Supporting Breastfeeding Mothers:
Update on Hospital Breastfeeding Policy Recommendations
Breast milk is the optimal food for infants. Babies who are fed formula or stop breastfeeding early have higher risks of obesity, diabetes, respiratory and ear infections, and sudden infant death syndrome (SIDS), and tend to require more doctor visits and hospitalizations. The American Academy of Pediatrics recommends that babies receive nothing but breast milk for the first 6 months of life and continue breastfeeding for at least one year. While breastfeeding initiation is the essential first step, duration and exclusivity are key to obtaining the myriad of benefits to public health and society provided through breastfeeding.
A key to helping new mothers initiate breastfeeding successfully is support in the hospital in the first hours and days after birth. Recognizing this, in November 2012, DHMH encouraged all birthing hospitals in the State to become “Maryland Best Practices Hospitals,” by either attaining Baby Friendly certification through the Baby Friendly Hospital Initiative
(BFHI), or by meeting the ten criteria contained in the Maryland Hospital Breastfeeding Policy Recommendations
to become a “Maryland Best Practices Hospital.”
Maryland Best Practices designation is based on meeting the ten criteria contained in the Maryland Hospital Breastfeeding Policy Recommendations. These recommendations are based on the WHO/UNICEF Ten Steps to Successful Breastfeeding, which include evidence-based hospital practices that increase rates of breastfeeding initiation, duration, and exclusivity for healthy, full term infants whose mothers have chosen to breastfeed them.
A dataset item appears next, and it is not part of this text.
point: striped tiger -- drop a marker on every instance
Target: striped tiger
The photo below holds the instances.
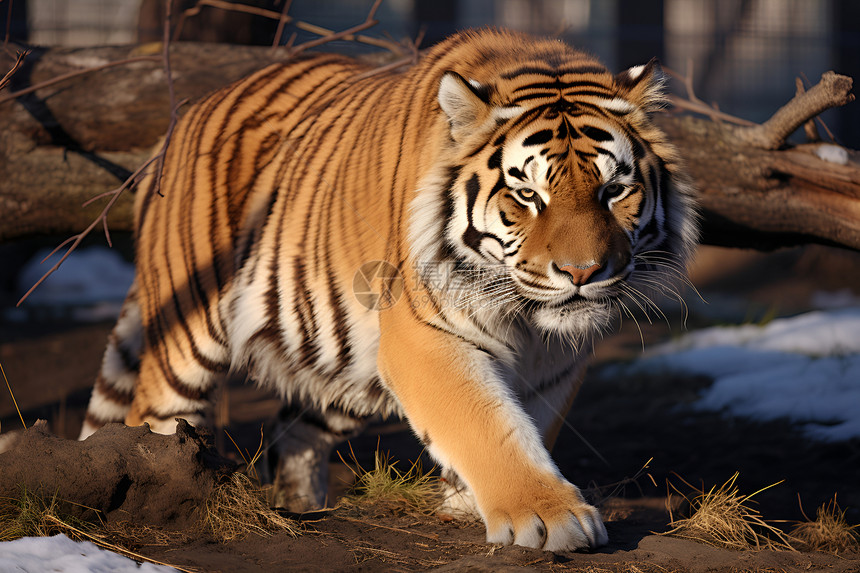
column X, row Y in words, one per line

These recommendations are guidelines for birthing hospitals to follow in a voluntary quality improvement process.
So far, the state has received letters of commitment from 12 of Maryland’s 35 birthing hospitals. Those 12 have committed to either becoming Baby-Friendly or meet Maryland’s Best-Practices:
4 hospitals have signed Letters of Commitment to become Baby-Friendly.
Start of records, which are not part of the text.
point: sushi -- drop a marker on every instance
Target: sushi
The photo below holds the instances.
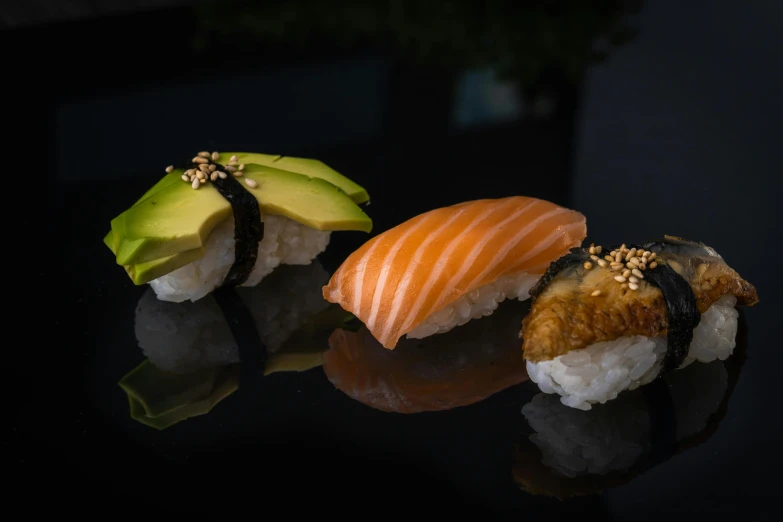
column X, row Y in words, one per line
column 230, row 222
column 605, row 321
column 565, row 452
column 443, row 372
column 447, row 266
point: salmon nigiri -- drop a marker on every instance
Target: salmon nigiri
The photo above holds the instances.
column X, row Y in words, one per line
column 447, row 266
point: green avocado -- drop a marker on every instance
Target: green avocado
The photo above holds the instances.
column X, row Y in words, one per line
column 176, row 219
column 308, row 167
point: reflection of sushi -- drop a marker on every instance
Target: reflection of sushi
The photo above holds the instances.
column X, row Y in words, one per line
column 185, row 337
column 250, row 213
column 442, row 268
column 439, row 373
column 575, row 452
column 608, row 321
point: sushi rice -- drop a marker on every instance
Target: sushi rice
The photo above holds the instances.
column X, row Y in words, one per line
column 601, row 371
column 182, row 338
column 480, row 302
column 285, row 241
Calvert Memorial, Howard County General Hospital, Johns Hopkins Hospital, St. Mary’s Hospital
8 hospitals have signed Letters of Commitment to meet Maryland Best-Practices:
Baltimore Washington Medical Center, Easton (Memorial Hospital at Easton), Greater Baltimore Medical Center, Johns Hopkins Bayview, Montgomery Medical Center, Sinai Hospital, Upper Chesapeake Medical Center, Washington Adventist
DHMH is encouraged by this robust participation so far, and we hope that all birthing hospitals in the state will commit to this important initiative.